Jon swallowed and spoke as evenly as he could. “Geoffrey Menteith lies wounded by the fire. They were attacked for no reason, with no warning. By men with no mercy. Our soldiers fought, well and bravely, yet they were overrun.” He couldn’t go on. He couldn’t tell Tristan the rest.
“Tell me what else was said!” Tristan roared. God in heaven, he sounded like a lion—wounded, vicious, terrible.
“Your father is also dead, Tristan. And—your brother. His wife. His ... infant son. All are ... slain.”
Tristan did not move; he did not blink. Warmth swamped him—sticky, horrible warmth. Lisette’s warmth, Lisette’s blood, her life. The life of their child not yet born, lost before she had succumbed to death herself,
There was a whimpering in the corner. Jon moved, for Tristan could not. Beneath a fallen wardrobe Jon found a young girl, Lisette’s handmaiden, cowering, sobbing now, eyes glazed with shock. Jon touched her, and she screamed and recoiled. Then she knew him as friend and flew into his arms, babbling incoherently. Before long, however, her sentences had become all too coherent
“Oh, oh my lords! Dear God! How my mistress screamed and screamed, and begged and pleaded for mercy!” sobbed the maid. “They caught her in the hallway and took her . . . by force . . . but rape was not enough! She pleaded on her knees, in tears, for her own life and for the child. They . . . they chased her here . . .”
Tristan turned his attention fiercely on the girl, and then he paused, swallowing sharply, lowering Lisette gently to the floor. What he saw next nearly broke him.
His child lay on the floor. But six months in the womb, born dead and yet perfect. A perfect boy. Fingers, toes, limbs, all fully formed.
Jon followed Tristan’s glance. “Oh, God,” he cried out. “Oh, God most Holy . . .”
Tristan set his miscarried child upon his slain wife, and cradled both tenderly in his arms. The girl began to talk again, in great bursts of terror.
“Hush!” Jon commanded, lest Tristan hear more. Jon was afraid. Afraid further when Tristan lifted Lisette and carried her tenderly through to his own chamber, laying her on the bed, kissing her on the forehead, as if she lived, leaving the baby beside her.

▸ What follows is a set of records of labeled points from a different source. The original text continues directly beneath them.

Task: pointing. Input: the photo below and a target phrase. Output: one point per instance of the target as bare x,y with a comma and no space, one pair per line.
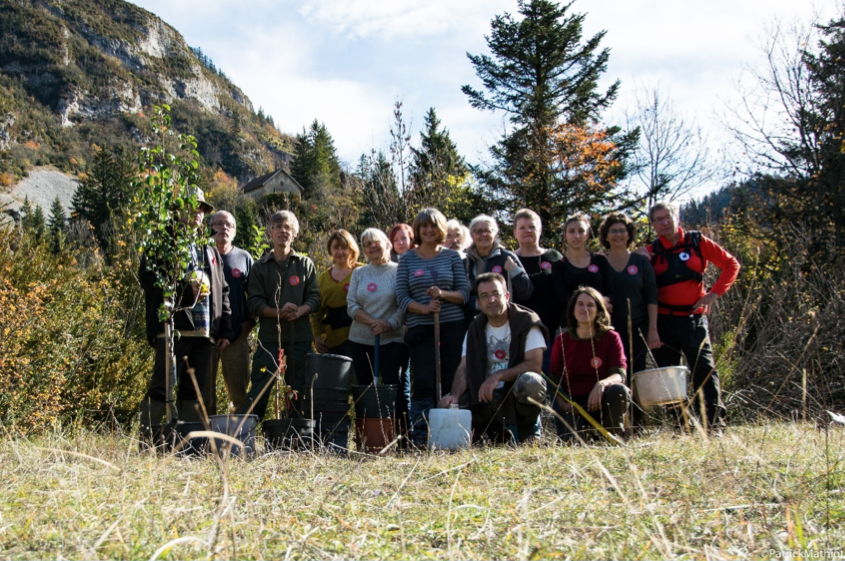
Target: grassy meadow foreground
760,488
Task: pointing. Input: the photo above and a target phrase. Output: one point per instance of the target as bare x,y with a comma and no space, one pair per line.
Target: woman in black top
537,262
633,281
579,267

Jon paused but a moment to assure the girl that the assailants were gone. Then he chased after Tristan, who, with deadly purpose, was heading back down the stairs, down to Fielding. Fielding, receiving water from a woman who had returned from the forests where she had hidden, talked to Tristan.
“One of them said that ye’d not demand again to know about the Princes in the Tower, Lord Tristan. That Richard would be pleased with this day’s work.”
“My God!” Jon cried out in heedless horror. “The King would not order this carnage!”
Fielding eyed him wearily. “Like as not, yet a man with an urge to please him ...”
“When did they leave? Where did they ride?” Tristan demanded tersely.
Tristan should weep, Jon thought. No one can bear this grief. He should cry.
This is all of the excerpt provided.